5 Comments
User's avatar
Vasco Gameiro's avatar

Hey,t hank you for the great post! One question I had while reading this:

In the two-step process where you first extract an embedding from the decision tree’s geometry and then fit a logistic regression on top of it, aren’t we increasing the risk of overfitting by effectively using information about the target in the feature construction?

From how I see it, the embedding is derived after training the tree on labels, so the features passed to the logistic regression already contain target-informed structure. Doesn’t this leak label information into the features and make overfitting more likely?

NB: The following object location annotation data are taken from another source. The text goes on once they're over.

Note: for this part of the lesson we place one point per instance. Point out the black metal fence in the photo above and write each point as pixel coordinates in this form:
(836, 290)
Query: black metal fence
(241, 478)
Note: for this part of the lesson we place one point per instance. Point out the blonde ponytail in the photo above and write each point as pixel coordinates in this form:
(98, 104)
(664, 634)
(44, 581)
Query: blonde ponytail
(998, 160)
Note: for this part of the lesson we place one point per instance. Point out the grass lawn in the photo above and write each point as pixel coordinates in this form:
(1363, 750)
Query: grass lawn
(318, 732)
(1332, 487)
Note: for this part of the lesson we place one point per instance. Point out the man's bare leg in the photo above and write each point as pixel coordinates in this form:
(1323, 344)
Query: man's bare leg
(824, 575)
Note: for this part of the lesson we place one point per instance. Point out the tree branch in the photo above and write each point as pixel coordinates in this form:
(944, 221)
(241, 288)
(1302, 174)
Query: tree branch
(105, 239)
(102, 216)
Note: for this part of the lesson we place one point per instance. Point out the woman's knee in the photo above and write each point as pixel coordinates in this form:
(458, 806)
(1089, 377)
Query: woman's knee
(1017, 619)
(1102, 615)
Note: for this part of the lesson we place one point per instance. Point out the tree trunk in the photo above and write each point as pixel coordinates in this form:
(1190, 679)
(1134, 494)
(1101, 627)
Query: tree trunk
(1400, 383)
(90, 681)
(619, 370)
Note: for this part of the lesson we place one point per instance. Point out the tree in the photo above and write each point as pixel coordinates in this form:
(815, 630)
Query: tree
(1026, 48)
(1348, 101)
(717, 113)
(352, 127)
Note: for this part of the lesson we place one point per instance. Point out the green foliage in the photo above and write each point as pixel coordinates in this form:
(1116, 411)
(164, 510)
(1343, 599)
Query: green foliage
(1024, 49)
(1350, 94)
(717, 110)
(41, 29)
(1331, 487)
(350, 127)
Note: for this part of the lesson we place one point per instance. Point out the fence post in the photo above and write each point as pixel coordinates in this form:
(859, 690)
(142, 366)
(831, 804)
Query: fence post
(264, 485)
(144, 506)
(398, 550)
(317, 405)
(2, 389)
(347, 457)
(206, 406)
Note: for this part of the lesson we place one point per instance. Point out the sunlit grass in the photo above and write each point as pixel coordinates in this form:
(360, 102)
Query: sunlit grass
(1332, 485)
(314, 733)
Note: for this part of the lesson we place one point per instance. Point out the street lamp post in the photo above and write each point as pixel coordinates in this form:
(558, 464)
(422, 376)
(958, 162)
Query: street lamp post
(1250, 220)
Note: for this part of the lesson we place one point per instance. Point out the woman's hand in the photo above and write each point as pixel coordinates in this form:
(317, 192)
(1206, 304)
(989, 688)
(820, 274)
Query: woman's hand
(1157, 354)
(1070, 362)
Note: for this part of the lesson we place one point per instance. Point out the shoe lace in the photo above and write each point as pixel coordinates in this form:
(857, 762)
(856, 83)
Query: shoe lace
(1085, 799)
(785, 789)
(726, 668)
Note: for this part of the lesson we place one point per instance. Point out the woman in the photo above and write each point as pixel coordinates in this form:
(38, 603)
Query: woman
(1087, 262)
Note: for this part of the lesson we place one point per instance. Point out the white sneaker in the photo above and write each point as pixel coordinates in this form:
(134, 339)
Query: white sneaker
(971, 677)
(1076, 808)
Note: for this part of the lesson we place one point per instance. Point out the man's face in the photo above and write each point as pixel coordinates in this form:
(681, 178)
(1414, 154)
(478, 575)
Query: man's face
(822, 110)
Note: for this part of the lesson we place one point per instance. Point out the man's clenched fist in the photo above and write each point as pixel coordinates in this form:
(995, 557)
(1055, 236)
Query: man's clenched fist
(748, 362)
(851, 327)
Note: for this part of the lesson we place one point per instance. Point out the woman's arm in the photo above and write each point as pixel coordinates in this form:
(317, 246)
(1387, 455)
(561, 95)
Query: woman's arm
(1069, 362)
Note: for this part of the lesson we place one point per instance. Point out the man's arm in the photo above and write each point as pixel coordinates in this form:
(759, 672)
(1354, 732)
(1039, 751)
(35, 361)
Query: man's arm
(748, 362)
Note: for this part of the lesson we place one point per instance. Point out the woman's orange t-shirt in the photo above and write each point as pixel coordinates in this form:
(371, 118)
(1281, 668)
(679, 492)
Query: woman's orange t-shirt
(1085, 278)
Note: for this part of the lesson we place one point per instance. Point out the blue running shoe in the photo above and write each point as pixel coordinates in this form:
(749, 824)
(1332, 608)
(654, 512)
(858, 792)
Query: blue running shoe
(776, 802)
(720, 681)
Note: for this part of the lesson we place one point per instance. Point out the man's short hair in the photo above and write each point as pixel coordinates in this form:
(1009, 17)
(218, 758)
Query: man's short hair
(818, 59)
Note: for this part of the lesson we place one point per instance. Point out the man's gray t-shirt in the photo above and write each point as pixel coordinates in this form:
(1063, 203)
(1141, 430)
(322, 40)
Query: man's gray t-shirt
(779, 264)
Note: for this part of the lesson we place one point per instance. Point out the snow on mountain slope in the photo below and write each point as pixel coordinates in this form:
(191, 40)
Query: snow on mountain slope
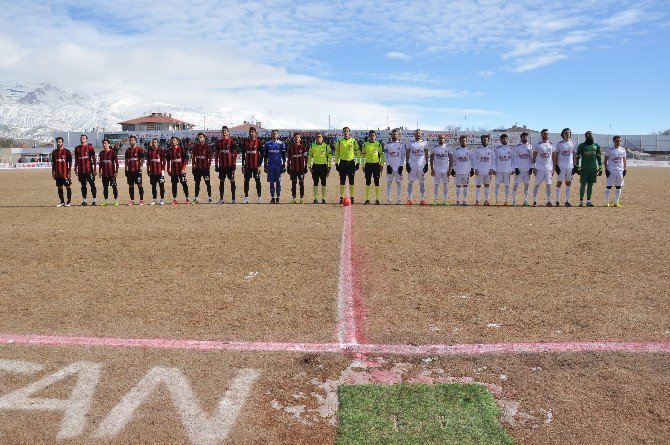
(35, 111)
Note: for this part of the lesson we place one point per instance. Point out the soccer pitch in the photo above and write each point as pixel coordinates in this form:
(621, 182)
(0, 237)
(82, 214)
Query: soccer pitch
(237, 324)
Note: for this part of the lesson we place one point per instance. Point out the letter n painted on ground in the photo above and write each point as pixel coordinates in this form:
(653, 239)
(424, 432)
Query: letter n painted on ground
(201, 428)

Or do you think that the randomization/ensemble nature of the forests plus regularization on the logistic regression (e.g., ℓ₂) largely mitigates that risk?

Agus Sudjianto's avatar

Always use training/testing splits so that no data leakage. The purpose here is converting global linear representation and make the model interpretable. Thus, you can do regularized regression (Ridge or Logistics). You can always do logistic regression on one-hot-encoded terminal leaves. If you do the right L2 regularization, the result should be very close to xgboost. But the model will not be interpretable because of thousands OHE. Thus, I created compact global linear representation space: you get better prediction + inherently interpretable model.

raghuram kowdeed's avatar

I have a question. So steps are create stretch matrix and apply transform by stretch matrix multiplication with feature . Then fit model per leaf right ? ( expanding with zeros on rest of leaves same as fitting model per leaf i.e interacting beta with discrete variable ) . My question since it is fitting leaf with linear transformation ( stretch matrix ), would it be same as just fitting model per leaf on feature without any transform ?

Agus Sudjianto's avatar

The leaf is for routing only. The model is the stretch matrix.

Agus Sudjianto's avatar

Not the same. This is converting the tree split coordinates. The goal here is to get global linear representation where you can fit linear models on much reduced terms of linear representation so that you get better and interpretable models.